Se isso era certo no tempo de Gide, hoje, creio, é ainda mais.
O nível de ruído atual é assombroso e a taxa de esquecimento, absurda.
Ruído tanto é poluição sonora como obstáculo ao entendimento, dito grosseiramente, na teoria da comunicação.
Taxa de esquecimento é como chamo a velocidade com que apagamos coisas dos sentidos, inclusive memórias que podiam ter se assentado em nosso ser e enriquecido relações afetivas e sociais.
Essas memórias se tornariam valiosas na vida estendida — dádiva da nossa era. Esquecer menos, estimo, importaria para a tão publicitária “qualidade de vida”.

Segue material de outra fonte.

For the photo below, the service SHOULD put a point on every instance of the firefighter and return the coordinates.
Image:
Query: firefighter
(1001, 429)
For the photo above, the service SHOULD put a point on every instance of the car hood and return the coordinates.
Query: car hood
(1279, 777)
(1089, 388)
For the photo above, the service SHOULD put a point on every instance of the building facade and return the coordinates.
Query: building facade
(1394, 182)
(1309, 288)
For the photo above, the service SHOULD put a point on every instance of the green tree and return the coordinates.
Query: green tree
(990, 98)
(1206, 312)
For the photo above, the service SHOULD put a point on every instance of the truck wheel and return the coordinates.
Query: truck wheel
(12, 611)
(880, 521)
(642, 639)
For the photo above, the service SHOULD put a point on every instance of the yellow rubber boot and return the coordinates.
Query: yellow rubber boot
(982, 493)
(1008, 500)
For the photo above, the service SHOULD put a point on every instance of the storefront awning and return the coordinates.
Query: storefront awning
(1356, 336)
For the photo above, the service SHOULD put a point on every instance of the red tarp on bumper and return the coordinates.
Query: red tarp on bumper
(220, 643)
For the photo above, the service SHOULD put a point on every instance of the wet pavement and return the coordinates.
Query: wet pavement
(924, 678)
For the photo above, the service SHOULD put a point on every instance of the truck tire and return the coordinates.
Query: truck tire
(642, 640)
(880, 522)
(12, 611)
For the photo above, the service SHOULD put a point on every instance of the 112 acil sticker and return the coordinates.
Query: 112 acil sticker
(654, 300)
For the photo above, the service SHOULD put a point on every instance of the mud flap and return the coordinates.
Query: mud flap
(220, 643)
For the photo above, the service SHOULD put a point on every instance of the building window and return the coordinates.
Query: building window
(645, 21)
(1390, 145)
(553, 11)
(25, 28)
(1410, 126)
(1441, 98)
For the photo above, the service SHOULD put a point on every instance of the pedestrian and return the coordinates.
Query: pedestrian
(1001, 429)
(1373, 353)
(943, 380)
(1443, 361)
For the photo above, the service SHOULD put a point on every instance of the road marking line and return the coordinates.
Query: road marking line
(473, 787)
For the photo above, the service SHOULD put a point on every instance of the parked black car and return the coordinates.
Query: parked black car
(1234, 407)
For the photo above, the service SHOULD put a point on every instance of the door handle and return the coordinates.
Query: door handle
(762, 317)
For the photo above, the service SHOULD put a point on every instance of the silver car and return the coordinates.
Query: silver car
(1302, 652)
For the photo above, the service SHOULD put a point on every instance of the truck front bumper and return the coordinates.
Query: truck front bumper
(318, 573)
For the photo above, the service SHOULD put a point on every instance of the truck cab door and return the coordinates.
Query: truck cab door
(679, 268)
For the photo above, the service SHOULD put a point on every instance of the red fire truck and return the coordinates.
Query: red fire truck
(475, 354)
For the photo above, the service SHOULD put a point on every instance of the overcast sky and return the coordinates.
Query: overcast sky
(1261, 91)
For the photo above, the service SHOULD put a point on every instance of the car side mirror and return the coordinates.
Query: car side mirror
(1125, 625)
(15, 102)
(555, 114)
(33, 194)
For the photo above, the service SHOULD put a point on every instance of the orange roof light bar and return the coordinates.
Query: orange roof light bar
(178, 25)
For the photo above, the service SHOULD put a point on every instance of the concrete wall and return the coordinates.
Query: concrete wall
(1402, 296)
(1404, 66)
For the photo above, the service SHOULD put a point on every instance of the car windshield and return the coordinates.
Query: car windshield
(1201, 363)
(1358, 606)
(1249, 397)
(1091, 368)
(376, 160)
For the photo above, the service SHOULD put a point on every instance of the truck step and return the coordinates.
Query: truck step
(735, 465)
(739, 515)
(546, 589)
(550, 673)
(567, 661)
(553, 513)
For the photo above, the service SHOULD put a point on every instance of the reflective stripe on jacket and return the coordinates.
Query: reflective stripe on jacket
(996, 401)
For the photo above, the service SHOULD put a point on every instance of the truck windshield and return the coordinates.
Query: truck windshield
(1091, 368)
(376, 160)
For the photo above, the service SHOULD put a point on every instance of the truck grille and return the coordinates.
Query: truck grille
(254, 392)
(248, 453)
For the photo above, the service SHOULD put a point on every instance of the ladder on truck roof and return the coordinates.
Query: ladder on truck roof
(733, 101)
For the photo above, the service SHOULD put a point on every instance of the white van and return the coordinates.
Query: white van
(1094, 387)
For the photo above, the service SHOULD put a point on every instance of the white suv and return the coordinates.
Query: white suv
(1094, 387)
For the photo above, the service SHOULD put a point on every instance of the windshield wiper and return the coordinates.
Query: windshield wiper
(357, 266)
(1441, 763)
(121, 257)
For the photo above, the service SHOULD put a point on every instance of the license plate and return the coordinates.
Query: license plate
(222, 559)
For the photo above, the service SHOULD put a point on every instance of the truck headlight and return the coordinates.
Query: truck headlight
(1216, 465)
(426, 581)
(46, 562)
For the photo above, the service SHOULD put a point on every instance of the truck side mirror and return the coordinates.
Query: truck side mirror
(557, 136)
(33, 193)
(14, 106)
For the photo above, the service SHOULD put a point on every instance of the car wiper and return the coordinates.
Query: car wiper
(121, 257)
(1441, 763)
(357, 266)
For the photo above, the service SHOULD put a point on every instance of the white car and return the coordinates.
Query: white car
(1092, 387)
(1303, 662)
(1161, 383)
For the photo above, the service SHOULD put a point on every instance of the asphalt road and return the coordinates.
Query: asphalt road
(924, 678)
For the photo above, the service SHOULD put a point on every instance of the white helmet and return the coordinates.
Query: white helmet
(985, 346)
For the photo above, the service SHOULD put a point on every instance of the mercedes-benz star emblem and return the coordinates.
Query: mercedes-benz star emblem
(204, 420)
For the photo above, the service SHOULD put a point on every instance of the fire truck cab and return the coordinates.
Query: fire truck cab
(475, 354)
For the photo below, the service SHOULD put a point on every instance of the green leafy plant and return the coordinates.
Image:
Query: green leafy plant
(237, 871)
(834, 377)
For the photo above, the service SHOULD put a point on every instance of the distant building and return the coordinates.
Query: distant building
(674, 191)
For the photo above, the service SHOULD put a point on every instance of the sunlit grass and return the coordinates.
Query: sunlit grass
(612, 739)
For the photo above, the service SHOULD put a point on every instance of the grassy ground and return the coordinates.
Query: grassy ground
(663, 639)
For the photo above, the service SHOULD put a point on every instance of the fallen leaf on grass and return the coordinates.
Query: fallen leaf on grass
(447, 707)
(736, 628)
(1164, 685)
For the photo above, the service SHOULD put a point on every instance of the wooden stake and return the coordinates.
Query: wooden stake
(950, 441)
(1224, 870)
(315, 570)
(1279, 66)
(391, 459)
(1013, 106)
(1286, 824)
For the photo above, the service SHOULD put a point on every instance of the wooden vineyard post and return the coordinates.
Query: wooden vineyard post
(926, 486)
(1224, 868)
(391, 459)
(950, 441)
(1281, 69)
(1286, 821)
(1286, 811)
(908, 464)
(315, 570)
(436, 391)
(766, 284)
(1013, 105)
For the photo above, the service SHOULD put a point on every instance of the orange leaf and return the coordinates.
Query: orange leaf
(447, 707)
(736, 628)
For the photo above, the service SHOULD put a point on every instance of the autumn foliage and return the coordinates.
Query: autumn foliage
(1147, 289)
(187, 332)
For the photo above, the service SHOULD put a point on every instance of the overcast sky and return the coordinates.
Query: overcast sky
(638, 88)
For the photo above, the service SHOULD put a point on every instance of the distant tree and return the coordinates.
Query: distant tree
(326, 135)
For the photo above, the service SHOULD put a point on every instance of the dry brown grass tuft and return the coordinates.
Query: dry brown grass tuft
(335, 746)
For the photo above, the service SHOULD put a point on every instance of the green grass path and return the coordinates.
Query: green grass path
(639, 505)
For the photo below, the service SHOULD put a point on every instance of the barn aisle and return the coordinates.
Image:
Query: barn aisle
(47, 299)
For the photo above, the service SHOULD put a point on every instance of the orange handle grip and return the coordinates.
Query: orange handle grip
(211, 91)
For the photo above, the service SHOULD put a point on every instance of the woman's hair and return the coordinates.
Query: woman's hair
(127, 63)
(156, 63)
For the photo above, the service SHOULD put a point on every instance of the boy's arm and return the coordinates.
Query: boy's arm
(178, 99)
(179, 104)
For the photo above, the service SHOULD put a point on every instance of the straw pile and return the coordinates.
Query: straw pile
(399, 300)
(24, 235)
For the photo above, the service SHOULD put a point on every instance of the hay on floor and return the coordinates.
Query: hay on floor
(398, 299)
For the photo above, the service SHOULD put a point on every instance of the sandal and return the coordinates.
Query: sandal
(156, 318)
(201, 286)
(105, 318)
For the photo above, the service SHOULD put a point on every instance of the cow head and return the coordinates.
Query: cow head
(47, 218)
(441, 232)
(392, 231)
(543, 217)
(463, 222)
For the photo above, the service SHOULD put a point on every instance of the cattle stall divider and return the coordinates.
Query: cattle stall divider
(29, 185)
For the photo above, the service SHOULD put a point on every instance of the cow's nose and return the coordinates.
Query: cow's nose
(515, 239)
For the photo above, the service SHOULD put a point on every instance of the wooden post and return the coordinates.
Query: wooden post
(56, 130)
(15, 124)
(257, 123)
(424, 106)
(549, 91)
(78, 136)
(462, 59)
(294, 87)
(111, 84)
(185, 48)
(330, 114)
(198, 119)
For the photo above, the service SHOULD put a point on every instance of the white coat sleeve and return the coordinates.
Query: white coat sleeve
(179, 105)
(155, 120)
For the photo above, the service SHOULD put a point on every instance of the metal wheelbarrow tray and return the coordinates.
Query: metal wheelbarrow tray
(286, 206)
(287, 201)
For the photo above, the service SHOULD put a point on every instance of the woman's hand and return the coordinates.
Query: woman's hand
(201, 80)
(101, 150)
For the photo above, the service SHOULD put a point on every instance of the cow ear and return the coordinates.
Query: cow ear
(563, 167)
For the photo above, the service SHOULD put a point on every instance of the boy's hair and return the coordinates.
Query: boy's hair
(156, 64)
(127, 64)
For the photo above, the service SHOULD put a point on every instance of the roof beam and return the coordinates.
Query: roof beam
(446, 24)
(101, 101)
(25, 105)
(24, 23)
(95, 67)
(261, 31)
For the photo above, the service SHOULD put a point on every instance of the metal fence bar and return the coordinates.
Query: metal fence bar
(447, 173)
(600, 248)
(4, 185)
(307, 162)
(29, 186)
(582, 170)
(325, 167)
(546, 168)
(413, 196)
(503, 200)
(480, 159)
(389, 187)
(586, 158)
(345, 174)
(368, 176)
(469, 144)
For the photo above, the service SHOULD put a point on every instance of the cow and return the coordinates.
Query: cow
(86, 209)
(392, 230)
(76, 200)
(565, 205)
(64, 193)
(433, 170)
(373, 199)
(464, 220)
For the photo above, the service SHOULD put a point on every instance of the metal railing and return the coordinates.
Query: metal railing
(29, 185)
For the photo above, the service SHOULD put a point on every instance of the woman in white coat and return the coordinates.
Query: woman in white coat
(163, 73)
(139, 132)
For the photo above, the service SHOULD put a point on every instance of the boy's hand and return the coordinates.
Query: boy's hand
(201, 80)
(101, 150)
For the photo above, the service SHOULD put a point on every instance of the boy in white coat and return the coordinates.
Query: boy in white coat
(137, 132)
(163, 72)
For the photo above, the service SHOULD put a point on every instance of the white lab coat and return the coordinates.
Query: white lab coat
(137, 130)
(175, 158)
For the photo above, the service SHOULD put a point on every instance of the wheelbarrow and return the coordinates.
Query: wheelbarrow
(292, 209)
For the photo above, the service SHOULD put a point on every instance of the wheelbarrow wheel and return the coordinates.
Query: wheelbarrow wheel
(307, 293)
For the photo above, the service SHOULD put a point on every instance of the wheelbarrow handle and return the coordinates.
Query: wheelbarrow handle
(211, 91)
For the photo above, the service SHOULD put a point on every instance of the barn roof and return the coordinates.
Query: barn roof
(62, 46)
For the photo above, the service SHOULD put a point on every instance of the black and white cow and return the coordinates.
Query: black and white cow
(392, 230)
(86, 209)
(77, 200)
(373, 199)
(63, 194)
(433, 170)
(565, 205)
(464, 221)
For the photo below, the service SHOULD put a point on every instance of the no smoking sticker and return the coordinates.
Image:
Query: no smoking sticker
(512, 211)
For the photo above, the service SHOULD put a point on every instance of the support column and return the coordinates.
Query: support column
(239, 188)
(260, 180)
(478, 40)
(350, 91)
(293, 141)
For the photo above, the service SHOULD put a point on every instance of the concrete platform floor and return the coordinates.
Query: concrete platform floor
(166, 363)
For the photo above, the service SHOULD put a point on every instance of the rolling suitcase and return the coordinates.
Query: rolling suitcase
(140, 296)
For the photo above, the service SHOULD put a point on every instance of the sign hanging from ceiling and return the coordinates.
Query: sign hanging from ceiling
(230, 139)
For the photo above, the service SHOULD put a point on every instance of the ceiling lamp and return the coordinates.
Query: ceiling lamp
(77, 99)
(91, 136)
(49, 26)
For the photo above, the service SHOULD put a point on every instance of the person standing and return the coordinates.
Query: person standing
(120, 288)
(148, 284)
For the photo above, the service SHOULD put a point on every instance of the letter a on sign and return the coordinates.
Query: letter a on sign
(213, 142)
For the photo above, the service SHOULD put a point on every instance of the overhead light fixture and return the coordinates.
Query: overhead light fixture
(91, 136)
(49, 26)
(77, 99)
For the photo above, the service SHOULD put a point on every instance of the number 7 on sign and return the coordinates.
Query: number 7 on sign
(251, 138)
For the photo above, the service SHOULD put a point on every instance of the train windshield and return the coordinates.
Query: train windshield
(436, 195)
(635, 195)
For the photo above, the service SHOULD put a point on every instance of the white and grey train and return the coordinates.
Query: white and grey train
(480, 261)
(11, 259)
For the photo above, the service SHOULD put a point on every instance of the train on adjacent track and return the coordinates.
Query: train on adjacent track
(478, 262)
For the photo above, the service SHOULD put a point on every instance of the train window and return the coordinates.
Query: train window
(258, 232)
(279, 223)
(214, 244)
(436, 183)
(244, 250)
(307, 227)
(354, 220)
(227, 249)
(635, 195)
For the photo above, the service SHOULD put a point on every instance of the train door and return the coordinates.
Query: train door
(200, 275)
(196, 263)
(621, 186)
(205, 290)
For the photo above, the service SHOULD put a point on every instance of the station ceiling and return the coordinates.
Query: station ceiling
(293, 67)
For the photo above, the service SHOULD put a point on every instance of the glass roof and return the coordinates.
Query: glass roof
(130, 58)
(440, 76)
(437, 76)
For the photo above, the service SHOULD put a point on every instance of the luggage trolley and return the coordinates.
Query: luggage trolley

E também, por certo, importaria para mitigar a sensação de que somos levados pelos acontecimentos, como álbuns de fotografias na enxurrada.
Claro que para a taxa de ruído concorre a oferta de estímulos, sons, imagens e textos — a maior da história, obviamente — da era digital.
A expressão “jogar conversa fora” ganhou conotações inesperadas e bizarras com os novos meios instantâneos de comunicação.
Nunca foi tão fácil — e banal — escrever.
Mas, ao mesmo tempo, nunca foi tão difícil falar e escrever com atenção, precisão, compromisso, respeito — significativamente — também por amor ao idioma de Machado e Rosa, hoje tão apequenado.
Pode-se ter a impressão de que tudo já foi dito, logo devemos nos repetir.
A inteligência artificial se adianta a cada palavra que digitamos, chatbots redigem qualquer coisa que ordenarmos; também podem simular falas e diálogos.
Como os robôs do Word, Google etc., transformam e padronizam o idioma em estruturas burocráticas, meio cartoriais.
Textos saem sem sabor, cor ou perfume mas, claro, facilita a vida de muita gente. Ganha-se tempo.
Entretanto, é urgente que digamos o que temos pra dizer, profundamente.
Botei aqui outro dia um enunciado de Muniz Sodré: “No deserto moral do digitalismo, impera a lei dos números. Cem vale menos que mil, que vale menos que um milhão...”.
Mas o deserto não é propriamente moral.
É antes estatístico, como um areal sem começo nem fim.
Na internet, estamos sitiados por informação (desinformação e outros ruídos) e propaganda.
O cerco cresce como dunas colossais formadas pela ventania, como galáxias que se afastam aceleradas rumo ao esfriamento final.
Só recebe atenção no deserto o que emerge das montanhas de granículos e consegue se destacar, meio como os “vermes da areia” do filme “Duna”, os Shai-Hulud.
Precisa ter brilho e tamanho para ser percebido mais facilmente nas dunas algorítmicas, como calhau, dejeto ou escória, por exemplo.
Tamanho (número de vendas, visualizações) e brilho (engajamento e fervor do público consumidor, pra não dizer devorador) estão na raiz da indústria cultural, como da civilização do espetáculo, como das redes sociais:
— para onde se queira olhar, como se queira chamar o fenômeno.
A maioria das pessoas não está interessada na ordem do sensível mas na distração, no entretenimento ligeiro, em sentir-se parte do fluxo, mais um nó na grande rede virtual.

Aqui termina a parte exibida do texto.